Socius, 2021 (w. D Kirk).

Is the American public more likely to favor stricter gun legislation in the aftermath of deadly mass shootings? The authors leverage the occurrence of several mass shootings during multiple survey waves of the General Social Survey between 1987 and 2018 to examine whether exposure to a mass shooting sways public opinion on gun legislation. The results reveal that mass shootings increase support for stricter gun permits among Democrats but not for individuals of other political orientations. An exception to this finding occurs with school shootings, which mobilize broad support for firearm legislation among both Democrats and Republicans.

Faces in the Crowd: Estimating Protest Ideology with Twitter Data

PLOS ONE, 2021 (w. C Barrie).

Who goes to protests? To answer this question, existing research has relied either on retrospective surveys of populations or in-protest surveys of participants. Both techniques are prohibitively costly and face logistical and methodological constraints. In this article, we investigate the possibility of surveying protests using Twitter. We propose two techniques for sampling protestors on the ground from digital traces and estimate the demographic and ideological composition of ten protestor crowds using multidimensional scaling and machine-learning techniques.
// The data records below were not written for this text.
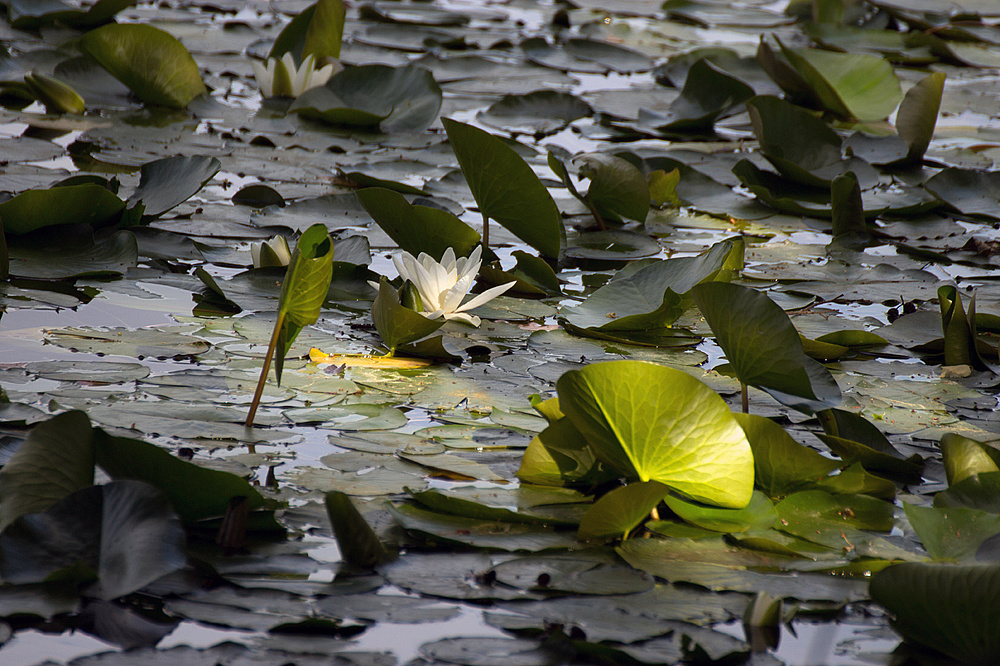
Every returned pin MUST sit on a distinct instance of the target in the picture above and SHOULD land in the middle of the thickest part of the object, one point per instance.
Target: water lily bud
(54, 94)
(274, 252)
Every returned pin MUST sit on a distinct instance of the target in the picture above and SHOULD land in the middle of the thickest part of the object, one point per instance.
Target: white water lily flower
(279, 248)
(281, 78)
(443, 286)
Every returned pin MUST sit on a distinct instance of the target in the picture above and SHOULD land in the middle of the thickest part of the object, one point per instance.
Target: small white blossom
(280, 78)
(443, 286)
(279, 248)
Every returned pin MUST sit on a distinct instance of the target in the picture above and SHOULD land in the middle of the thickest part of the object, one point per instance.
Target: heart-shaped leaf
(317, 30)
(123, 534)
(654, 423)
(417, 228)
(506, 189)
(374, 97)
(151, 62)
(941, 606)
(763, 347)
(618, 512)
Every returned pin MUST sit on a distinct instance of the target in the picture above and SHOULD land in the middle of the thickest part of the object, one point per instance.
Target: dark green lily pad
(115, 538)
(375, 97)
(71, 204)
(151, 62)
(939, 606)
(506, 188)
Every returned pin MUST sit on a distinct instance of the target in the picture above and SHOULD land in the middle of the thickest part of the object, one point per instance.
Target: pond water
(125, 328)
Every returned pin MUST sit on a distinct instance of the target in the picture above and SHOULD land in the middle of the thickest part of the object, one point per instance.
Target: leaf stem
(263, 371)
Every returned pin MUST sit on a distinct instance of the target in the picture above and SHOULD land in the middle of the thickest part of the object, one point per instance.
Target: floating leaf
(358, 543)
(151, 62)
(617, 189)
(123, 534)
(654, 423)
(646, 298)
(940, 606)
(57, 96)
(618, 512)
(374, 97)
(758, 514)
(540, 112)
(196, 493)
(506, 188)
(852, 85)
(964, 457)
(31, 14)
(56, 459)
(71, 204)
(708, 95)
(781, 464)
(763, 347)
(169, 182)
(918, 113)
(952, 533)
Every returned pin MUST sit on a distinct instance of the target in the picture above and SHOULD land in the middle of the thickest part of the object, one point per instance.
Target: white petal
(486, 296)
(453, 298)
(264, 75)
(320, 77)
(448, 258)
(401, 267)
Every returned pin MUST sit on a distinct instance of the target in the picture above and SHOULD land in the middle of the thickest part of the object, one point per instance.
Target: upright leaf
(169, 182)
(917, 114)
(852, 85)
(416, 228)
(618, 512)
(303, 291)
(617, 189)
(399, 325)
(781, 464)
(151, 62)
(944, 607)
(763, 347)
(123, 534)
(359, 545)
(317, 30)
(506, 189)
(654, 423)
(196, 493)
We test the accuracy of our estimates by comparing to two in-protest surveys from the 2017 Women’s March in Washington, D.C. Results show that our Twitter sampling techniques are superior to hashtag sampling alone. They also approximate the ideology and gender distributions derived from on-the-ground surveys, albeit with some bias, but fail to retrieve accurate age group estimates. We conclude that online samples are yet unable to provide reliable representative samples of offline protest.
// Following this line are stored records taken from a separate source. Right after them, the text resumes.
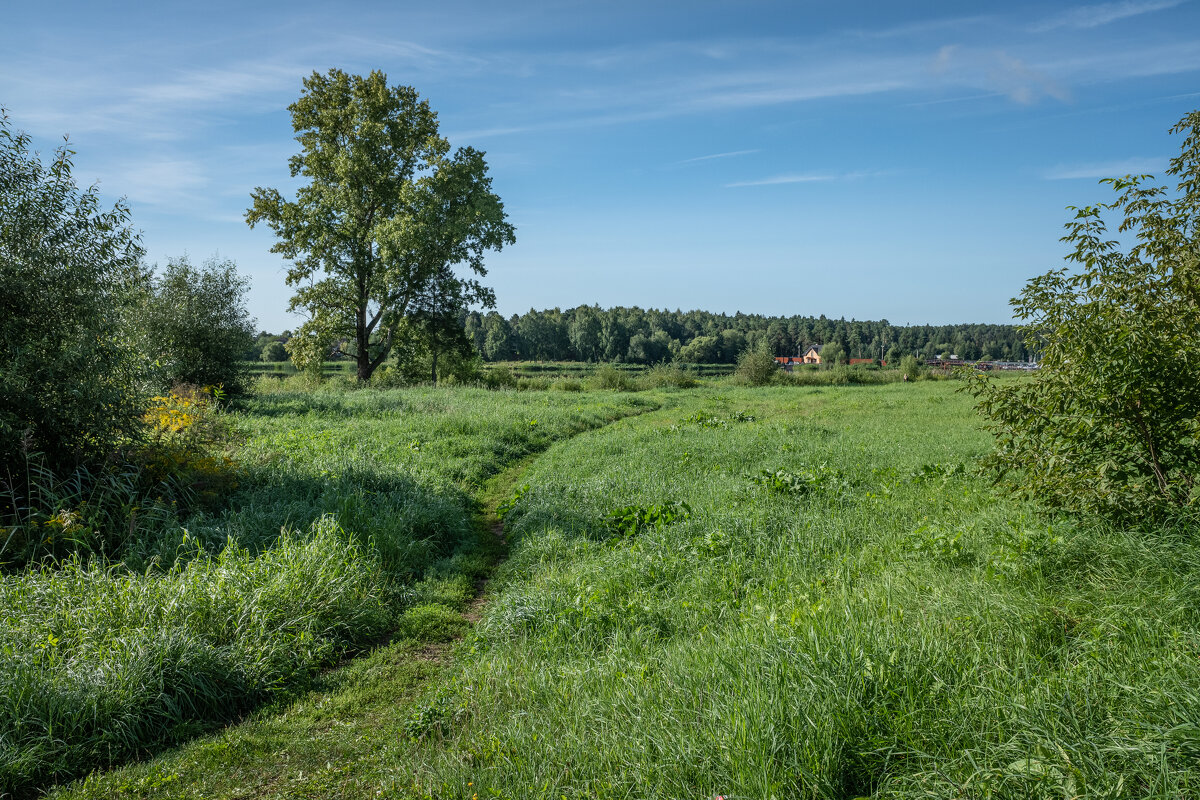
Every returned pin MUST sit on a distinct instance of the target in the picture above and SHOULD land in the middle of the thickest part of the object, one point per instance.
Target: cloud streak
(811, 178)
(717, 155)
(1087, 17)
(1105, 169)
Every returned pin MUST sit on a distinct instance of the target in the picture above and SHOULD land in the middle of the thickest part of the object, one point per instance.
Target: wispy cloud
(157, 181)
(1102, 14)
(718, 155)
(1105, 169)
(813, 178)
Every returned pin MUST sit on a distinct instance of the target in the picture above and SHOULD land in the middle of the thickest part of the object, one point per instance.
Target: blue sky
(907, 161)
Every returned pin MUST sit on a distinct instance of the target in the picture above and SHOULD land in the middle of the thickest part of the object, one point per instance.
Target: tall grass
(873, 623)
(345, 503)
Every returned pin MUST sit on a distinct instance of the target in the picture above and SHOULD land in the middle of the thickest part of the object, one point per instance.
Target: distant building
(811, 355)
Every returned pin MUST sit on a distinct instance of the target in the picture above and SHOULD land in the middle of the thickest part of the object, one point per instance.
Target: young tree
(71, 378)
(1110, 423)
(197, 324)
(384, 212)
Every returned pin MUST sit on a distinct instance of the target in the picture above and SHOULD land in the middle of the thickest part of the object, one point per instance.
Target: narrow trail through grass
(323, 743)
(771, 594)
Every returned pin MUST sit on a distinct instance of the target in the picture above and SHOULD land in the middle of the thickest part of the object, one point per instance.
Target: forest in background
(635, 335)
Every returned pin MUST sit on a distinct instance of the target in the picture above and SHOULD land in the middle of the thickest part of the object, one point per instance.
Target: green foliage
(197, 325)
(649, 336)
(274, 353)
(1110, 423)
(832, 354)
(384, 217)
(702, 349)
(629, 521)
(756, 367)
(71, 378)
(210, 613)
(805, 481)
(917, 638)
(609, 378)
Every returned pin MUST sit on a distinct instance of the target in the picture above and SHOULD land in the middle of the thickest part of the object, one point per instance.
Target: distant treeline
(652, 336)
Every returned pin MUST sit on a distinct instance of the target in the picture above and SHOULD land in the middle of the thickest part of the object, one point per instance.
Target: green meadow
(353, 511)
(789, 591)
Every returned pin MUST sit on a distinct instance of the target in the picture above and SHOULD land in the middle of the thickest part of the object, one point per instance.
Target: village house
(811, 355)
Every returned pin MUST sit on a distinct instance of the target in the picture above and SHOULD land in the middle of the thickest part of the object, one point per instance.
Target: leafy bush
(911, 366)
(197, 324)
(1110, 423)
(71, 379)
(756, 367)
(274, 353)
(499, 378)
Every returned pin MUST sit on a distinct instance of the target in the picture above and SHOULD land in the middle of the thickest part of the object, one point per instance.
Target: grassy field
(355, 516)
(777, 593)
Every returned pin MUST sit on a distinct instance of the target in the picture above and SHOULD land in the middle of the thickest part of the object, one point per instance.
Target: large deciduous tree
(385, 211)
(1110, 423)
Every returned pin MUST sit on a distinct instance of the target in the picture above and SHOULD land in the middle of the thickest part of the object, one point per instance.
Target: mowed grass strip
(820, 600)
(355, 517)
(845, 612)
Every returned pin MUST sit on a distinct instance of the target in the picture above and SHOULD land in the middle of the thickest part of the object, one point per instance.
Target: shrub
(274, 353)
(756, 367)
(911, 366)
(71, 379)
(197, 324)
(499, 378)
(1110, 423)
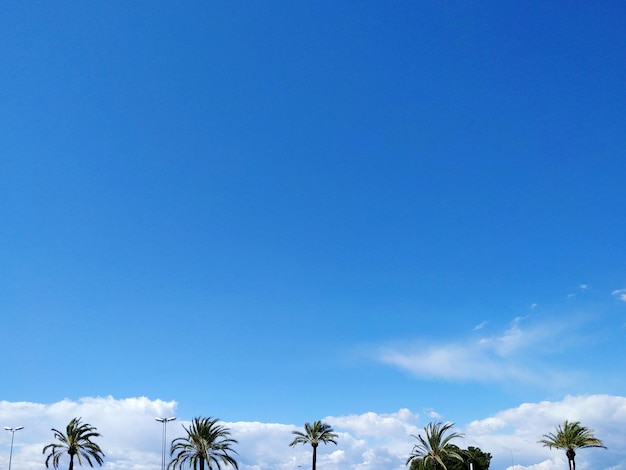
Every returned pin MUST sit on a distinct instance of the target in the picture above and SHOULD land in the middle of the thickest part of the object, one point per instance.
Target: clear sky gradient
(283, 211)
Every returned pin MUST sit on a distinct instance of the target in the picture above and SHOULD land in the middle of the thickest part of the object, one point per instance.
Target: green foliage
(480, 460)
(571, 436)
(430, 452)
(207, 442)
(77, 443)
(314, 434)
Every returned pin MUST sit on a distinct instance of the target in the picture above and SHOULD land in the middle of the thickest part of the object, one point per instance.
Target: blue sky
(279, 211)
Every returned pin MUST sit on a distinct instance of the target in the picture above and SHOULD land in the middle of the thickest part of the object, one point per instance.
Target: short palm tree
(207, 442)
(571, 436)
(76, 442)
(314, 434)
(429, 453)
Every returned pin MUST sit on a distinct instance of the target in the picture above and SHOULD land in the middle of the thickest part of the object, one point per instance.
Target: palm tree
(77, 442)
(207, 442)
(314, 434)
(571, 436)
(430, 452)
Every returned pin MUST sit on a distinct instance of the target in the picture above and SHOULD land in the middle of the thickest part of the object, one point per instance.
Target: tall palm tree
(430, 452)
(571, 436)
(314, 434)
(207, 442)
(77, 442)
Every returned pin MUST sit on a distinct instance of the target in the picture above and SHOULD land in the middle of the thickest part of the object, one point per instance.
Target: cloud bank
(131, 439)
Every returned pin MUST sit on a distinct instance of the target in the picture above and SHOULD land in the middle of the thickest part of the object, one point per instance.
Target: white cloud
(131, 439)
(480, 326)
(620, 294)
(497, 358)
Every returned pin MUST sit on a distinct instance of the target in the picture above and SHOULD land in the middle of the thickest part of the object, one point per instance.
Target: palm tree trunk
(570, 458)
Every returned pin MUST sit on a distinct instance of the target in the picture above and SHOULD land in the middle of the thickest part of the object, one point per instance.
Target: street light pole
(164, 421)
(12, 430)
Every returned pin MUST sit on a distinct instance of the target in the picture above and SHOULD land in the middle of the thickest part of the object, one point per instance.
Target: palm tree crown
(571, 436)
(76, 442)
(430, 452)
(314, 434)
(206, 441)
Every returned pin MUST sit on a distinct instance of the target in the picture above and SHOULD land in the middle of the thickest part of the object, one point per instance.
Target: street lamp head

The Impact of Terrorist Attacks on Native and Immigrant Sentiment

Social Forces, 2021.

There is growing academic interest in examining how terrorist attacks shape the majority’s attitudes towards minority groups. Yet, little is known of how these minority groups react to the backlash such events provoke. This paper leverages the exogenous occurrence of a series of terrorist attacks during the fieldwork period of two surveys to estimate how such events affect the sentiment of both citizens and asylum seekers in Germany. Results of the natural experiment reveal that the 2016 terror attacks in Nice, Würzburg, and Ansbach substantially increased anti-refugee sentiment among German respondents. In line with this increase in hostility, refugees experienced more discrimination, felt less welcome in Germany, and suffered clinically relevant declines in mental health in the aftermath of the attacks. These results provide a more holistic understanding of how terrorism corrodes intergroup relations and how it affects those that are blamed for the events and thus suffer the brunt of the backlash following their occurrence.
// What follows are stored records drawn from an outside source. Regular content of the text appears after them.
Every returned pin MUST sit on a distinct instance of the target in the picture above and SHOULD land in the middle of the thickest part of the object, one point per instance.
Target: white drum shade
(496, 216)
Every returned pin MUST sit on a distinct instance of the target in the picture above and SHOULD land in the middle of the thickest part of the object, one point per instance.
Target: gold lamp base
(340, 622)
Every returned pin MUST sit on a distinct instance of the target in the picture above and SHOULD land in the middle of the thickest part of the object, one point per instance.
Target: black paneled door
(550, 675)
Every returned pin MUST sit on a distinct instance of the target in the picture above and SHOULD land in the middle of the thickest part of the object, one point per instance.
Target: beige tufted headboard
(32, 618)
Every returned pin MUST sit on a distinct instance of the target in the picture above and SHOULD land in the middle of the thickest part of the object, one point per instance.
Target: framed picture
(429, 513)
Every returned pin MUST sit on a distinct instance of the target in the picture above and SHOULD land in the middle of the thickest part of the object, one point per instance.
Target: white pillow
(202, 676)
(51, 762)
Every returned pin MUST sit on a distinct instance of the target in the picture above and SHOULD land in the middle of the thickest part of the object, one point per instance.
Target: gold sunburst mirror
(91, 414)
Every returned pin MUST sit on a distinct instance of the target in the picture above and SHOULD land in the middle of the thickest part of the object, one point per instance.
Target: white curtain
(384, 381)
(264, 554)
The Effect of Threatening Events on the Frequency and Distribution of Conflict

European Sociological Review, 2020.

In this article, I study the role that threatening events play in shaping both the occurrence and the distribution of intergroup conflict. Using the case of anti-refugee attacks in Germany, the study finds that the 2015 New Year’s Eve (NYE) sexual assaults led to a dramatic surge in the daily rate of violence, far surpassing the more short-lived effect of domestic and European terrorist attacks. Importantly, this effect was more pronounced among districts with low prior levels of anti-refugee hostility and far-right support. The NYE event both increased the frequency and changed the distribution of subsequent attacks—mobilizing new, previously peaceful communities to behave aggressively towards local refugee populations. Together, these findings reveal that threatening events not only affect the amount of intergroup conflict, but may also alter the structural conditions under which such conflict emerges in the first place.